Der Fährmann lachte, dann aber sagte er ernst: »De is all lang weg. Ober dor sitt 'n Wulkenbank in 'n Westen, dat kann licht 'n Gewitter geben. Blieft leber hier, ik wohrschoo jo.«
Das hatte das Schreiberlein, das immer nach dem Damm guckte, wohl gar nicht verstanden, denn es gab keine Antwort darauf, sprang aus, noch ehe der Kahn angelegt hatte, und lief in Sprüngen fort, daß der Mann herzlich lachen mußte über den närrischen Kerl.
»Pulli! Pulli!«
Unbekümmert rief das Schreiberlein, einerlei, ob Menschen es hörten oder nicht, spähte nach allen Seiten und schritt erregt weiter, dem Moor entgegen.
Aber kein Hund war zu sehen.
Als es von dem weiten, düstern Moor umfangen war, begann schon die Dämmerung ihre stillen Flügel ausbreiten. Da rief es lauter als zuvor, daß die Regenspatzen in dem Schilf erschrocken das Piepen ließen. Die Dämmerung nahm überhand, da suchte und rief das Schreiberlein noch ängstlicher und strengte seine Augen an, daß es den vorherigen Weg wiederfinde, was bei den vielen Moorwettern, Brücken und Stegen, bei Kreuz- und Querstücken nicht leicht war. Die Weidenbüsche wuchsen wie riesenhafte Tiere aus dem Gras und bekamen drohende Augen.
»Pulli, neem büst du?«
Draußen auf der Elbe war Ebbe eingetreten. Die vermochte aber nicht zu verhindern, daß die Wolkenwand sich höher schob und sich ausbreitete. Einige Sterne waren schon sichtbar: nun schoben sich dunkle Wolkenhände über ihren stillen Schein.
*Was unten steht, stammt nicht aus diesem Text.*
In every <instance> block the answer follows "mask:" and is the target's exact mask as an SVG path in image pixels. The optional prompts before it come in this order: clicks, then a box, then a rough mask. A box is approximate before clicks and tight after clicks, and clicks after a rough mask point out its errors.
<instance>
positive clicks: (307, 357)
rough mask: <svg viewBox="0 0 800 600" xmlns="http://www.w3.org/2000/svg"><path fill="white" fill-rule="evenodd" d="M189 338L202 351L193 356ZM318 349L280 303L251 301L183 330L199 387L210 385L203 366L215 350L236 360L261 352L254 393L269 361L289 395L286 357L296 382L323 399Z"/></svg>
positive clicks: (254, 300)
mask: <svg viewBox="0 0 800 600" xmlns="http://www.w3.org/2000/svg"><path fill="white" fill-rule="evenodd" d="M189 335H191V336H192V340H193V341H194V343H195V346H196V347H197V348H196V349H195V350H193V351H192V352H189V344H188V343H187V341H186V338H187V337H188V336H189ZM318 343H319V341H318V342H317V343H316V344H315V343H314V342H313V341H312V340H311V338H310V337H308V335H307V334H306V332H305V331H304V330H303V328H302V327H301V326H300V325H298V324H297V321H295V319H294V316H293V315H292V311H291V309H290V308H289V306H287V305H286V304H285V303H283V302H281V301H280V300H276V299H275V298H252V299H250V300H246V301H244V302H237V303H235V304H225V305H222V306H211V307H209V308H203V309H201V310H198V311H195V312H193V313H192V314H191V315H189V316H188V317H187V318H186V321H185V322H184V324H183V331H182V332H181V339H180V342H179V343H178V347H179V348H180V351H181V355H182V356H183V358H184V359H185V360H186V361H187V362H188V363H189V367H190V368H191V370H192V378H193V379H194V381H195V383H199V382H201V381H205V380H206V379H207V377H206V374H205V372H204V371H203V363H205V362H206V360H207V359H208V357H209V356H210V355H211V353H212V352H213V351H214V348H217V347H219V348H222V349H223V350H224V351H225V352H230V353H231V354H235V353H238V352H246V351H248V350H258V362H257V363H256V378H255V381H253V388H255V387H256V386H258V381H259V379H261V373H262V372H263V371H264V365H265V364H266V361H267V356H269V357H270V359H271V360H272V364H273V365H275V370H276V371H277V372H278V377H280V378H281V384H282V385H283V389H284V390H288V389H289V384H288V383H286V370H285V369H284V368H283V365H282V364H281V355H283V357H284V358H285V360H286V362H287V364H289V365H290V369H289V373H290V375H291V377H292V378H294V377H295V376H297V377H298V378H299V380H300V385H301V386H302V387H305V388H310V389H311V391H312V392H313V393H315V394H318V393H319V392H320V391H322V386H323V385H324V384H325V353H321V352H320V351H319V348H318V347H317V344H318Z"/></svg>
Von den Moorburger Wiesen, den weit entfernten, scholl das ängstliche Brüllen des Viehs. Gespenstisch schnell überzogen die Wolken den Heben. Ferner, grollender Donner quoll langsam auf, als käme er aus dem Wasser. Da fiel auch das erste Licht vom Heben, und ein Windstoß fegte warnend über Baum und Halm.
Armes Schreiberlein – warum stehst du still vor dem breiten Graben; hattest du da einen Steg vermutet? Hast du dich verlaufen, weißt nicht mehr, wo du bist? Und hast den Pulli immer noch nicht gefunden?